Ao adentrarmos a exposição e ao descermos as escadas, somos imediatamente envolvidos por sons enigmáticos – num primeiro momento até, talvez, perturbadores – que nos escapam tanto em familiaridade quanto em significado. É difícil conectá-los a qualquer referência conhecida. Ao entrar na Box, a escuridão absoluta intensifica a atmosfera de inquietude, enquanto o som, em 360 graus, nos envolve numa teia sensorial de tensão, alerta e surpresa. Os breves clarões de luz, as sombras das crianças que corriam e a desorientação completa quanto à nossa posição no espaço faziam crescer um desconforto que logo se metamorfoseou em algo diferente. A violência da experiência inicial é apaziguada, conduzindo-nos a um novo estado de percepção, no qual somos capazes de a processar de uma forma distinta. Os sons que nos pareciam indecifráveis tornam-se mais familiares e é nos possível identificar uma série de gemidos e respirações intensas fragmentadas e coreografadas.

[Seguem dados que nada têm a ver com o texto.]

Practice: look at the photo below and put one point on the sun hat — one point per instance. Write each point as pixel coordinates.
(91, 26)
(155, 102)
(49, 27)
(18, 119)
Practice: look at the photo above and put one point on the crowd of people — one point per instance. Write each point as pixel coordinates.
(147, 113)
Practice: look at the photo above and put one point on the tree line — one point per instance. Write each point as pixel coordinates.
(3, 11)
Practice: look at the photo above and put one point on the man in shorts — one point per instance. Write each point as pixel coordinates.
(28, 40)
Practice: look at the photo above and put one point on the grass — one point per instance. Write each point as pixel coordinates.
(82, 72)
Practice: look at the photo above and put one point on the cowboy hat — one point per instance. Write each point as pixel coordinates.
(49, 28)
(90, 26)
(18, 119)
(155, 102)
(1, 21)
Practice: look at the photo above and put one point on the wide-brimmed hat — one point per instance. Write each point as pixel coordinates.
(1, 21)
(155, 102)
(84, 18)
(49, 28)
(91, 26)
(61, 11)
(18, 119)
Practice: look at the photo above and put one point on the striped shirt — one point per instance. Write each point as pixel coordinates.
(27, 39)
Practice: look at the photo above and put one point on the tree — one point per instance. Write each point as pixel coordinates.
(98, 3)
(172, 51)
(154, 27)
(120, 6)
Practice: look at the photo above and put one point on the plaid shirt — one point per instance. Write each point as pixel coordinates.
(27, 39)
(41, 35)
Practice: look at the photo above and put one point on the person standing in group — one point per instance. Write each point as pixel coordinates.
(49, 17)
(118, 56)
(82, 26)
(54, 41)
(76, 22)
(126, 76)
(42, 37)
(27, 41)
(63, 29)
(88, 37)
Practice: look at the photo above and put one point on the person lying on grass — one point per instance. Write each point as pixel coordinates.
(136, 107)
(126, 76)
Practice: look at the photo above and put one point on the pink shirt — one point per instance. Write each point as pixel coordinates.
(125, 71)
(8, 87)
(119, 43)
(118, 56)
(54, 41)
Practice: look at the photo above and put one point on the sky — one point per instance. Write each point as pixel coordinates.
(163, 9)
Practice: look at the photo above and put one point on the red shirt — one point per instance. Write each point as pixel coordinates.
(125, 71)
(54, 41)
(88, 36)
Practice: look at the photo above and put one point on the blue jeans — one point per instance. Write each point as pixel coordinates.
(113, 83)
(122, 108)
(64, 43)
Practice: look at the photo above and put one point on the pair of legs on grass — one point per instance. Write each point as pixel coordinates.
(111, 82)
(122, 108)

Estes sons são, na verdade, sons criados por um grupo de mulheres envolvidas na prática de Muay Thai. Adivinham-se os impactos, os murros, empurrões e embates que ressoam pelo espaço numa espécie de espetáculo encenado do qual fazemos parte. A artista, ao deslocar a prática de Muay Thai do seu contexto, ao retirar do ringue o som do embate entre os corpos, onde a força e a violência são reais, ressignifica esses elementos. Manipulados e desconstruídos, agora apresentados em campo artístico, criam uma experiência que, mesmo que isenta da violência concreta, provoca um desconforto intrinsecamente ligado à esfera do sensível.

Francisca Aires Mateus tem nos habituado à confluência de linguagens e processos que incidem no nosso imaginário. Tem se servido das artes plásticas e do som/música para explorar a relação entre o espaço e o espectador e 45,359kg não é excepção. Nesta exposição, vai para além de uma simples subversão das percepções tradicionais sobre combate e expressão; reivindica a acção feminina como manifestação de força física e resistência aludindo à luta perante os códigos sociais impostos e às narrativas perpetuadas ao longo do tempo. A instalação transforma-se num espaço experimental onde poder e vulnerabilidade se entrelaçam, onde a fisicalidade dos corpos femininos se faz ouvir. Os sons e os flashes, que evocam a intensidade física, o contato e a brutalidade, fazem-nos pensar na força e no poder das conquistas das mulheres, assim como na persistente batalha que travam para assegurar a sua presença na história. É, em essência, um convite a desafiar suposições enraizadas e a abrir-se a novas formas de percepção e interpretação das narrativas.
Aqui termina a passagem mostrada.